Example Applications¶
NVIDIA FLARE has several examples to help you get started with federated learning and to explore certain features in the examples directory.
The following quickstart guides walk you through some of these examples:
Basic Examples
Hello Scatter and Gather - Example using the Scatter And Gather (SAG) workflow with a Numpy trainer
Hello Cross-Site Validation - Example using the Cross Site Model Eval workflow with a Numpy trainer
Hello PyTorch - Example image classifier using FedAvg and PyTorch as the deep learning training framework
Hello PyTorch with TensorBoard - Example building on Hello PyTorch with TensorBoard streaming from clients to server
Hello TensorFlow - Example image classifier using FedAvg and TensorFlow as the deep learning training frameworks
Hello Cyclic Weight Transfer (GitHub) - Example using the CyclicController workflow to implement Cyclic Weight Transfer with TensorFlow as the deep learning training framework
Advanced examples
Federated Analysis (GitHub) - Example of gathering local data summary statistics to compute global dataset statistics
Federated Learning with CIFAR-10 (GitHub) - Includes examples of using FedAvg, FedProx, FedOpt, SCAFFOLD, homomorphic encryption, and streaming of TensorBoard metrics to the server during training
Hello MONAI (GitHub) - Example medical image analysis using FedAvg and MONAI
Differential Privacy for BraTS18 segmentation (GitHub) - Illustrates the use of differential privacy for training brain tumor segmentation models using federated learning
Prostate Segmentation from Multi-source Data (GitHub) - Example of training a multi-institutional prostate segmentation model using FedAvg, FedProx, and Ditto
For the complete collection of example applications, see https://github.com/NVIDIA/NVFlare/tree/main/examples.

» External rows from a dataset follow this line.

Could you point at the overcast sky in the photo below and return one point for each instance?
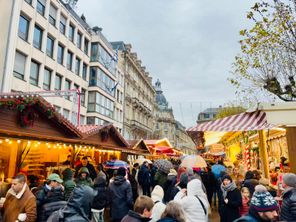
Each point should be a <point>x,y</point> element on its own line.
<point>188,44</point>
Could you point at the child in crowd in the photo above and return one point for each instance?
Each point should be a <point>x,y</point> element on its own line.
<point>244,209</point>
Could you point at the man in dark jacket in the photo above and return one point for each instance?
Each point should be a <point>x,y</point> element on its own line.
<point>144,178</point>
<point>142,210</point>
<point>90,167</point>
<point>288,210</point>
<point>121,196</point>
<point>78,208</point>
<point>263,207</point>
<point>50,197</point>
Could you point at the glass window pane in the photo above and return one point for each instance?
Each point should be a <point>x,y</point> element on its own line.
<point>37,41</point>
<point>34,73</point>
<point>19,65</point>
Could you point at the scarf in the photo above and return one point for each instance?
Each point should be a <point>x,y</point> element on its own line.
<point>227,188</point>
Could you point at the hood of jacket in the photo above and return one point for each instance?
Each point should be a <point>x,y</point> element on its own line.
<point>194,187</point>
<point>157,194</point>
<point>118,180</point>
<point>81,201</point>
<point>83,170</point>
<point>67,174</point>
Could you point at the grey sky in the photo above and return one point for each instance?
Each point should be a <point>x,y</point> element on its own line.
<point>188,44</point>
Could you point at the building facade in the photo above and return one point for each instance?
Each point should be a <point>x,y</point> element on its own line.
<point>46,46</point>
<point>168,127</point>
<point>139,94</point>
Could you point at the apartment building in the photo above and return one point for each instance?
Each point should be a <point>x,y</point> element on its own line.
<point>139,94</point>
<point>47,47</point>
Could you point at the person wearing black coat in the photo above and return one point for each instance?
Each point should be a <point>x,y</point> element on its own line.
<point>250,182</point>
<point>78,208</point>
<point>288,210</point>
<point>232,200</point>
<point>121,196</point>
<point>144,178</point>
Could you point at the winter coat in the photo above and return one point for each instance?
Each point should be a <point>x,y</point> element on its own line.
<point>45,196</point>
<point>144,178</point>
<point>15,204</point>
<point>168,186</point>
<point>78,208</point>
<point>102,194</point>
<point>160,178</point>
<point>121,197</point>
<point>68,183</point>
<point>192,207</point>
<point>134,217</point>
<point>159,207</point>
<point>230,211</point>
<point>288,210</point>
<point>84,181</point>
<point>244,209</point>
<point>92,172</point>
<point>250,184</point>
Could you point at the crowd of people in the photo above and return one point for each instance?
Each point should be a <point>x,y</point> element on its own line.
<point>145,193</point>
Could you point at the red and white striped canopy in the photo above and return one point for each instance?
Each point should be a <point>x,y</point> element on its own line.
<point>240,122</point>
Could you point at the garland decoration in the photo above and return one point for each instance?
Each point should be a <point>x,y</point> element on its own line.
<point>26,108</point>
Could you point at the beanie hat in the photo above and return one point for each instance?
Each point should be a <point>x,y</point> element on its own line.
<point>172,172</point>
<point>157,194</point>
<point>290,179</point>
<point>262,200</point>
<point>121,171</point>
<point>226,176</point>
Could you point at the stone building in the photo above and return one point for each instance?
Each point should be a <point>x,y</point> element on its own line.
<point>139,94</point>
<point>46,46</point>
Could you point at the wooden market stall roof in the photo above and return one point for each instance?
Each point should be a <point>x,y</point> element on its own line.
<point>34,118</point>
<point>139,146</point>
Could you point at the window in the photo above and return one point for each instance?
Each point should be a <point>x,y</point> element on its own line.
<point>41,6</point>
<point>71,32</point>
<point>63,22</point>
<point>67,87</point>
<point>79,39</point>
<point>37,41</point>
<point>84,71</point>
<point>29,2</point>
<point>60,54</point>
<point>69,60</point>
<point>34,73</point>
<point>100,104</point>
<point>52,15</point>
<point>82,97</point>
<point>46,79</point>
<point>58,82</point>
<point>77,66</point>
<point>49,46</point>
<point>66,114</point>
<point>19,65</point>
<point>23,28</point>
<point>86,43</point>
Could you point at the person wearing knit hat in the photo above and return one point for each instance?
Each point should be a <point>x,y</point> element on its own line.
<point>288,209</point>
<point>263,207</point>
<point>157,195</point>
<point>232,199</point>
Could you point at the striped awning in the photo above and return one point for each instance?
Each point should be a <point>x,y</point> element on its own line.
<point>240,122</point>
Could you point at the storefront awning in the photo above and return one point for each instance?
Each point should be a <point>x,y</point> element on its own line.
<point>240,122</point>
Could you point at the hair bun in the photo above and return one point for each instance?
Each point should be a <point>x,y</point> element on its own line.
<point>260,188</point>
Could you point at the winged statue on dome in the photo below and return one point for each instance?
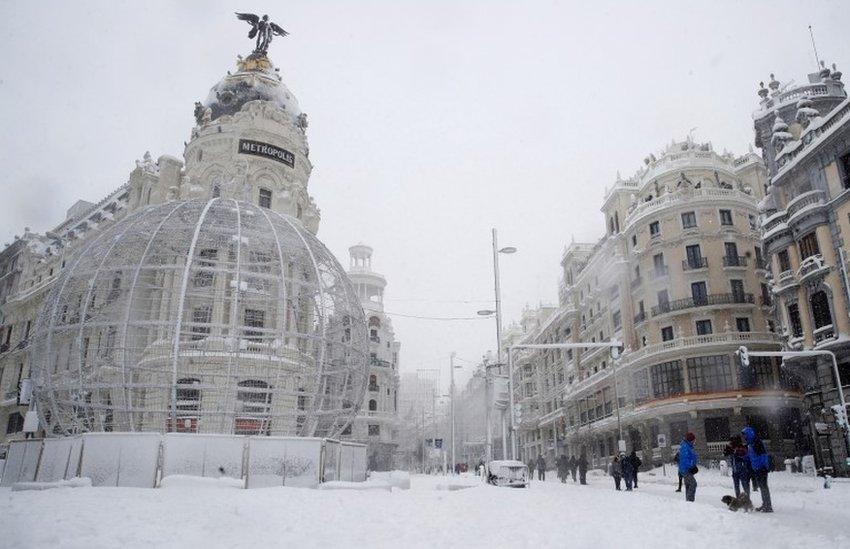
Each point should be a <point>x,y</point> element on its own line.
<point>263,29</point>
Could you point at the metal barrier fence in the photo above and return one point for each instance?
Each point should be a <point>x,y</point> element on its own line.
<point>142,460</point>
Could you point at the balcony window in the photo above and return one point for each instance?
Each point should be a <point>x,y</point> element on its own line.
<point>794,320</point>
<point>784,261</point>
<point>820,309</point>
<point>265,200</point>
<point>737,287</point>
<point>254,318</point>
<point>201,317</point>
<point>699,293</point>
<point>694,257</point>
<point>654,229</point>
<point>809,246</point>
<point>704,327</point>
<point>709,373</point>
<point>667,379</point>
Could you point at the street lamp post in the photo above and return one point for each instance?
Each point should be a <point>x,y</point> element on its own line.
<point>498,313</point>
<point>744,354</point>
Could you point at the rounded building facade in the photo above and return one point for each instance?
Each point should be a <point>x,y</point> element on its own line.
<point>207,316</point>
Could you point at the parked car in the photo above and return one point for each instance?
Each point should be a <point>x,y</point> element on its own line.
<point>507,473</point>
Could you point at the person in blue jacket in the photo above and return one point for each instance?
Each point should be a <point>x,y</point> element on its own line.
<point>688,460</point>
<point>759,465</point>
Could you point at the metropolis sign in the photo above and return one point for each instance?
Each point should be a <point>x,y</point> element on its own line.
<point>257,148</point>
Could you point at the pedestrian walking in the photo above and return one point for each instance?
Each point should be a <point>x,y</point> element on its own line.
<point>582,469</point>
<point>676,461</point>
<point>736,453</point>
<point>616,471</point>
<point>563,465</point>
<point>688,460</point>
<point>760,465</point>
<point>628,470</point>
<point>636,463</point>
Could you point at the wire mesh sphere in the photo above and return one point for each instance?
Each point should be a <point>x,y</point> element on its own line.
<point>201,316</point>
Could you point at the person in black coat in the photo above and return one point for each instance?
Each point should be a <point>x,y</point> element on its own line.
<point>582,469</point>
<point>636,463</point>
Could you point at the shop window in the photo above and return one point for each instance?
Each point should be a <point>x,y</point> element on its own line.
<point>709,373</point>
<point>717,429</point>
<point>667,379</point>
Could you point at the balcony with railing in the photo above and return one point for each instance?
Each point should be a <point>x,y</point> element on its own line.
<point>659,271</point>
<point>695,263</point>
<point>703,301</point>
<point>804,202</point>
<point>678,344</point>
<point>734,261</point>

Custom Code in Example Apps¶
There are several ways to make custom code available to clients when using NVIDIA FLARE. Most hello-* examples use a custom folder within the FL application. Note that using a custom folder in the app needs to be allowed when using secure provisioning. By default, this option is disabled in the secure mode. POC mode, however, will work with custom code by default.
In contrast, the CIFAR-10,
prostate segmentation,
and BraTS18 segmentation examples assume that the
learner code is already installed on the client’s system and available in the PYTHONPATH.
Hence, the app folders do not include the custom code there.
The PYTHONPATH is set in the run_poc.sh
or run_secure.sh
scripts of the example.
Running these scripts as described in the README will make the learner code available to the clients.